Jakiś szalony człowiek Dan Nelson napisał spisał książkę pt. „All Known Metal Bands„, w której zebrał przeważnie rozbrajające nazwy 50 tysięcy kapel metalowych, w układzie alfabetycznym, bez komentarza.
Tutaj autor czyta fragment swojego opusu – niepozorna litera „O” – przy adekwatnym akompaniamencie.
Spójrz mi w oczy i powiedz, że nie chcesz mieć tej książki w swojej biblioteczce.
horror, horror…
ładnie! nie wiem tylko dlaczego okładka przypomina mi okładkę ostatniej płyty Woven Hand :)))
ba, jasne że chcę.
uaaa, już kupuję!!! (choć większość i tak pewnie mam w pamięci heh)
50 tysięcy?
większośc to już 25 001 ;-)
Ooo zgrozo! Marzy mi się polska edycja z najdurniejszymi nazwami: Włos z dupy Piotra Fronczewskiego, czy Brzeszczotem Po Jajach, doprawdy jest kilka ciekawych kandydatur :)

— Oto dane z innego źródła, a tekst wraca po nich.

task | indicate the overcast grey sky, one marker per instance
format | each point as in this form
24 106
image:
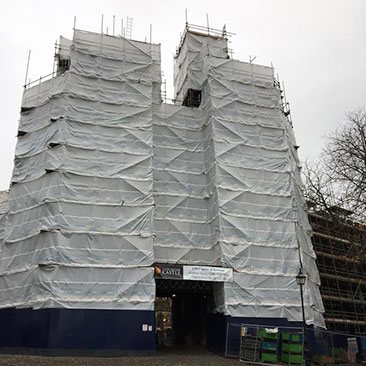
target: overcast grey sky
318 48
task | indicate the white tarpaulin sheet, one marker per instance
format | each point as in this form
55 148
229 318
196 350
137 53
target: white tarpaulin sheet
79 225
107 181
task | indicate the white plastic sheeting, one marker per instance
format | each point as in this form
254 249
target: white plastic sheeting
257 190
3 211
78 229
107 181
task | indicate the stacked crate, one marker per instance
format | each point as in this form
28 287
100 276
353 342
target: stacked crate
292 348
249 348
269 346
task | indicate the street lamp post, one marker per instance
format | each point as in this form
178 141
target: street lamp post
300 279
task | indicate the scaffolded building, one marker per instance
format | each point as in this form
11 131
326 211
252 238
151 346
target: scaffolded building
109 181
339 244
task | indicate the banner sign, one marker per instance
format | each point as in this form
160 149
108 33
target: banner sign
193 273
168 271
202 273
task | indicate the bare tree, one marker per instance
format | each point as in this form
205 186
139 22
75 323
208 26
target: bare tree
339 176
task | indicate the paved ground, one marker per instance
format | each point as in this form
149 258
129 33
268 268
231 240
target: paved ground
161 359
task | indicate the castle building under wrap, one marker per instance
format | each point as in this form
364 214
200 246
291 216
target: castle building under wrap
109 183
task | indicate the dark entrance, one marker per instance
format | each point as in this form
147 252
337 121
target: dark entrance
181 311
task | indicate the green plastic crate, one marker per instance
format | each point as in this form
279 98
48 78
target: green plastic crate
263 334
292 347
292 337
292 359
269 357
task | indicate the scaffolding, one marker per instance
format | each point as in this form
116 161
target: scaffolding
340 247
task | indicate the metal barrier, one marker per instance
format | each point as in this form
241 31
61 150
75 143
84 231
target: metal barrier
258 344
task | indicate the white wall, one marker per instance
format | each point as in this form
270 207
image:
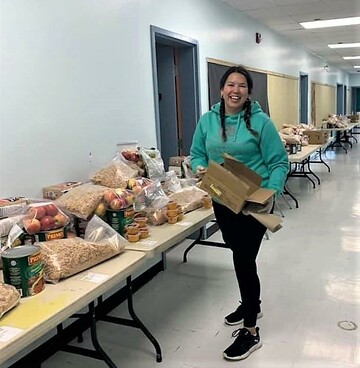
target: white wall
76 77
355 80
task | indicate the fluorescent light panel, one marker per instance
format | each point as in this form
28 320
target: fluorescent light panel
331 23
343 45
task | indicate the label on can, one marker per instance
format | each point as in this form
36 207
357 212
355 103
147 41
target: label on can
23 269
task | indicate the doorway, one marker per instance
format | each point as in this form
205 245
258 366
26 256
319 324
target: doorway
176 91
339 99
304 96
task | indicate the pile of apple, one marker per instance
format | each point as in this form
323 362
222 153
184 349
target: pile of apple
43 217
115 199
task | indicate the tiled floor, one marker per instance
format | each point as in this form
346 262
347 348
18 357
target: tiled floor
310 274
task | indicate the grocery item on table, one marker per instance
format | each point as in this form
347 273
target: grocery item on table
82 200
66 257
9 298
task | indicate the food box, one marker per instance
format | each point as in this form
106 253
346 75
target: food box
119 219
234 184
57 190
317 136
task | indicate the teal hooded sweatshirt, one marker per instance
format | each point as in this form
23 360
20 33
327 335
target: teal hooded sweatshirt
265 154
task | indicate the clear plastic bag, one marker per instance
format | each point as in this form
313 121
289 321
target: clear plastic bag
129 153
82 201
154 164
63 258
152 197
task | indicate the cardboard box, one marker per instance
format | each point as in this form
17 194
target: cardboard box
57 190
317 136
234 184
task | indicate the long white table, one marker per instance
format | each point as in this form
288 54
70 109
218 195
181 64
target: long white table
38 315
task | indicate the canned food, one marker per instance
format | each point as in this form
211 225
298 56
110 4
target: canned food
23 269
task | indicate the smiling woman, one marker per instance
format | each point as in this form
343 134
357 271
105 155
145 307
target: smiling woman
238 126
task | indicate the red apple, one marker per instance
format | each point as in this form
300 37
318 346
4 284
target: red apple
32 225
37 212
109 195
60 220
51 209
47 223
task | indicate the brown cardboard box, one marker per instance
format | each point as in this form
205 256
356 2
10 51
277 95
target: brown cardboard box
317 136
57 190
233 184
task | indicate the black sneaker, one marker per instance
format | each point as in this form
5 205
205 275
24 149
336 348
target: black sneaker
237 317
244 345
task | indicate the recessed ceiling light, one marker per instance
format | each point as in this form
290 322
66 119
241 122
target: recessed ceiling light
343 45
331 23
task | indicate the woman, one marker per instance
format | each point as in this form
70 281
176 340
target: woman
238 126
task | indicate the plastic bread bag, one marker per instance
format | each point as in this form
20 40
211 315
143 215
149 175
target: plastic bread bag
82 201
9 298
154 164
115 174
171 182
189 198
63 258
43 216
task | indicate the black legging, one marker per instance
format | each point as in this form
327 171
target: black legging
243 235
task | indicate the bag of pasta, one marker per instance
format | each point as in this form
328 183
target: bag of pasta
66 257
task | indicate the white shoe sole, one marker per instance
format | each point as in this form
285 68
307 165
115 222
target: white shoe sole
244 356
260 314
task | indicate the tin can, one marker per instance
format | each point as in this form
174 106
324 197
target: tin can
23 269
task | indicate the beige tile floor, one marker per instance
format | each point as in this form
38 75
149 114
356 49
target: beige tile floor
310 274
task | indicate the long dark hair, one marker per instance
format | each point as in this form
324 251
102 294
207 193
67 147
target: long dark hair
247 105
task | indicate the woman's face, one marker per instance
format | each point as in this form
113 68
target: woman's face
235 93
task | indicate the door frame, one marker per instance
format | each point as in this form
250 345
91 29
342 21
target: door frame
165 37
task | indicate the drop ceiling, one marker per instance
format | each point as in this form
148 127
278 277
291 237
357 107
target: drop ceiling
284 16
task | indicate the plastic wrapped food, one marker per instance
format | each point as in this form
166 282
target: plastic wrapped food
82 201
189 198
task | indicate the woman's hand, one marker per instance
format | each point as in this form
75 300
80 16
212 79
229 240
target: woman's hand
257 207
200 171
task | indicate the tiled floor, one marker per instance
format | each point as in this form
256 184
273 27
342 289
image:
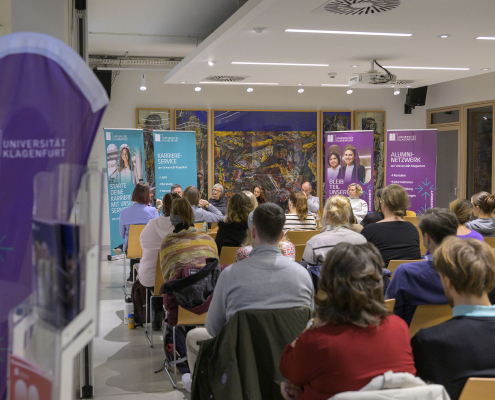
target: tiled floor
124 362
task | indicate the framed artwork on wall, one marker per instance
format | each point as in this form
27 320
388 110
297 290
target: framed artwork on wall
276 150
375 121
197 121
149 119
331 121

niezmiennie rządzi zespół punkowy Szmatka Boska
Zabili Mi Żółwia
Kombajn do Zbierania Kur Po Wioskach też był przegięciem, nawet jeśliśmy się już trochę przyzwyczaili.
To teraz tylko jakiś niezły ?bicik? i można wyśpiewać, wyrecytować. Tylko kto na wokal?? Ja typuje Jarka ma doświadczenie!! :D
Dzieci z Beczek!
na forum.hard-core jest topic z tymi nazwami:)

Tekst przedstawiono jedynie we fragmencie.